We celebrate it every year on the first Monday in September — barbecues, last-minute vacations, and a farewell to summer are common themes among Americans celebrating Labor Day.
At Adtaxi, we believe people matter just as much as technology. We even made that part of our mission statement. That's why we want to honor the people behind this national holiday and the blood, sweat, and tears they poured into their work so we could all enjoy what we have today. It's more than just an excuse for a weekend getaway or a blowout barbecue. Check out these five fascinating facts about Labor Day's little-known backstory.
The Labor Movement Started Way Before Labor Day
During the earliest days in America, workers suffered in terrible conditions. There was no minimum wage law.

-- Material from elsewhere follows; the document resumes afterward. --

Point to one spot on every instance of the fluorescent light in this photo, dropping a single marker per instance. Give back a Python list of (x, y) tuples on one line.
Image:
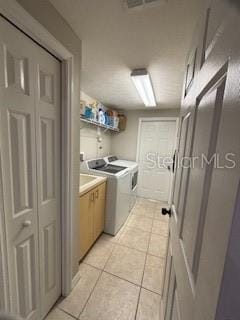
[(142, 82)]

Workers were lucky to make enough to put food on the table. Long hours and dangerous, dirty conditions were the norm. Kids as young as five years old would work in factories and mines to help feed their families. The labor movement really kicked off with a strike that took place in 1768 in protest of wage reductions to New York journeymen tailors.
Labor Day (Probably) Didn't Start in the U.S.

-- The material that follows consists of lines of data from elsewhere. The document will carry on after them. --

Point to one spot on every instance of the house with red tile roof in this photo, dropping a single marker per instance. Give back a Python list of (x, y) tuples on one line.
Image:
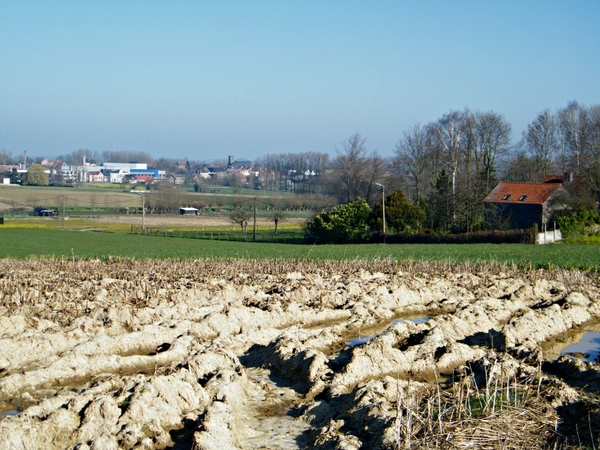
[(521, 205)]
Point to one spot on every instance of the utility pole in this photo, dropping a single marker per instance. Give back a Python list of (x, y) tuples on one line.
[(143, 212), (254, 227), (63, 214), (382, 206)]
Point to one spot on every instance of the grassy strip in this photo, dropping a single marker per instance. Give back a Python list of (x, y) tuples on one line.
[(25, 243)]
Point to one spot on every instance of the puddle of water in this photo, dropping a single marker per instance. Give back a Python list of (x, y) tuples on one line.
[(360, 340), (270, 418), (582, 343), (587, 349)]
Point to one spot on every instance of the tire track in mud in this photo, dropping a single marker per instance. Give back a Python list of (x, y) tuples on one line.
[(265, 360)]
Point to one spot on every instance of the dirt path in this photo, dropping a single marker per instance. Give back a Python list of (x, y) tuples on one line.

Like anything else, there's disagreement about who came up with the idea of Labor Day. But one thing's certain: Canada beat the U.S. by about a decade. The first Canadian Labor Day was held in Toronto in 1872 as a demonstration demanding workers' rights. The idea quickly became popular, and the first Labor Day demonstration in the United States was in 1882.
The First Labor Day Was a Parade (and a Protest)
The idea to create a movement to honor workers started gaining popularity in the early 1880s and the first Labor Day in the U.S. was planned by the Central Labor Union and held in New York City on September 5, 1882. Roughly 10,000 workers chose to take unpaid leave to participate in a parade from City Hall to Wendel's Elm Park at West 92nd Street and what is now Columbus Ave. The event culminated in a concert and speeches in the park, all part of the workers' protest demanding the end of backbreaking 12-hour days, seven-day work weeks, and a lack of basic rights and protections.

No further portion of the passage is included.